Opera by Ildebrando Pizzetti

L’oro (Italian for "Gold") is an opera in three acts composed by Ildebrando Pizzetti who also wrote the libretto in Italian language. It premiered at La Scala in Milan on 2 January 1947, conducted by Pizzeti himself.

Pizzetti wrote the whole story play for this opera, moving away from adaptation taken from mythological, historical and biblical inspiration as displayed in his previous works. This opera is a social drama. He dedicates himself to the composition of this opera completely of his own invention, set in a fantastic place without a precise temporal collocation. The center of attention in the story play is the conflict provoked by the thirst for power and the greed for wealth. L’oro is said to be the new revolution in Pizzetti's theatrical production.

== Roles ==

| Role | Voice type | Premiere cast, 2 January 1947 (Conductor: Ildebrando Pizzetti) |
| Giovanni de 'Neri, head of the community of Carpineta and rich landowner | tenor | Antonio Annaloro |
| Cristina, Giovanni's wife | soprano | Mercedes Fortunati |
| Their little dumb son | Not singing |  |
| Grandfather Innocenzo | bass | Cesare Siepi |
| Martino, Giovanni's servant | baritone or bass | Eraldo Coda |
| Lazzaro | bass | Italo Tajo |
Giovanni's mother, the doctor, the bald, municipal councilors, two friends, young men and woman, farmers, children

==Synopsis==
The story takes place at a place called Carpineta, in an imprecise period.

===Act 1===
Giovanni is married to a foreign woman, Cristina, from whom he had only one dumb son. She feels oppressed by the sad omen and have been asking Giovanni to leave the place and move someplace else.
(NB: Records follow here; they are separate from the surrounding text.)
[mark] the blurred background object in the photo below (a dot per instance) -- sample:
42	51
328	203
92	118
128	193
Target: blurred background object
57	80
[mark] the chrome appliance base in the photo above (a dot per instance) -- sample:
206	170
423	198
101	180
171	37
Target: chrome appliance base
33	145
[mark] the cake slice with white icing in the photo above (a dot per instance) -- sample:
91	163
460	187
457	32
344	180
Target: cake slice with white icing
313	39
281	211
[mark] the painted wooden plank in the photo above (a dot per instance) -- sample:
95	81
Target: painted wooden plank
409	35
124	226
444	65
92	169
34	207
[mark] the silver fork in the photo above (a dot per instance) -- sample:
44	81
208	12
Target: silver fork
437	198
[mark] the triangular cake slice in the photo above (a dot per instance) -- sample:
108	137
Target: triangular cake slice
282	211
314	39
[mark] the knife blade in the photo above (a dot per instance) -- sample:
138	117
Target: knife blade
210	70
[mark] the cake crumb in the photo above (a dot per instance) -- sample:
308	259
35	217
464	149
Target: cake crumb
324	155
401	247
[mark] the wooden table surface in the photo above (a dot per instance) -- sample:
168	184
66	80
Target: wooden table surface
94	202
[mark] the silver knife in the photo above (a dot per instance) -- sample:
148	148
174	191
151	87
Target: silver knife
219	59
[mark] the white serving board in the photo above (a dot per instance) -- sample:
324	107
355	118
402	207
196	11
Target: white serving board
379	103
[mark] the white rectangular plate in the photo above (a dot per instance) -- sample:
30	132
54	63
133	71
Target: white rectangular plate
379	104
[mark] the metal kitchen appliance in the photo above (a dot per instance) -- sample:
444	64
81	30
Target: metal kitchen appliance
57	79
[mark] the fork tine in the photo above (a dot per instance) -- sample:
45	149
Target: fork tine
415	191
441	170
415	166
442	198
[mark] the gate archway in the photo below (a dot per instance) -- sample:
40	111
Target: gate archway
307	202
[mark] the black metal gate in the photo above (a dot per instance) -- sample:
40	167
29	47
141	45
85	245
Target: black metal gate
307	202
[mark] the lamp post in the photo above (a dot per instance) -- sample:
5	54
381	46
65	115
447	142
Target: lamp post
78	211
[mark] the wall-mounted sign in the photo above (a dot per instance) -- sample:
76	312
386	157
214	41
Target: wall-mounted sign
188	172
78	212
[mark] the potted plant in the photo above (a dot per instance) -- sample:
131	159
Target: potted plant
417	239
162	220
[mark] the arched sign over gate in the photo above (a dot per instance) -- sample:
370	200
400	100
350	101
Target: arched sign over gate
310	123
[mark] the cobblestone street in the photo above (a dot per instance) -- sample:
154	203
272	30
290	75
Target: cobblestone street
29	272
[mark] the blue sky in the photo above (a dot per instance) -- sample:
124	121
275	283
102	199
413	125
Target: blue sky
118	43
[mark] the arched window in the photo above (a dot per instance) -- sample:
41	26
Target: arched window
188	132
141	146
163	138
In one afternoon, near the Fontovina field

Town councilors and farmers meet up to discuss the new systems adopted by Giovanni in his farm. Giovanni intends to modernize the life of Carpineta’s people, realizing that industries and canals are the current innovation, and population wealth is no longer depending on agriculture only. The ideas do not sit well with the farmers. When the discussion gets overheated, Giovanni tries to calm them down, claiming that he has acted in the interest of everyone. The meeting discussion changes when Martino, Giorvanni’s servant arrives, telling them about the gold discovery at Pian dei Cerri. The farmers were excited with the idea of easy rich, and now wish to dedicate themselves to the search for gold.

===Act 2===
At Pian dei Cerri

The gold diggers have camped near the site, but their search for gold continues to give unsuccessful results. Giovanni actually has found the gold in a larger cave. To gain access to the cave, they would have to blow up a part of the mountain. Giovanni is afraid to reveal his discovery, fearing the greed among fellow people of Carpineta. The people, however, begin to suspect Giovanni is hiding a secret from them because he wants to keep the riches for himself. Concerned by his attitude, Cristina persuades the husband to share about the discovery to the people, but he refuses. After speaking to him, she goes to the cave quietly and blows herself up, thus preventing everyone from accessing the gold.

===Act 3===
At the field of Fontovina

Giovanni is devastated for the loss of his wife. The people of Carpineta has now decided to abandon their dreams of gold-rich scheme and to continue working at the farm again, adapting the innovations introduced by Giovanni. While discussing, suddenly Cristina appears. She was heavily wounded. The explosion had thrown her out of the cave. At that time and for the first time, her son utters his first word, calling her "Mother!". In her dying breath, she asks Giovanni not to abandon the work at the farm with the people of Carpineta. Cristina finally dies serene, because her sacrifice has allowed the return of harmony among the people of her land.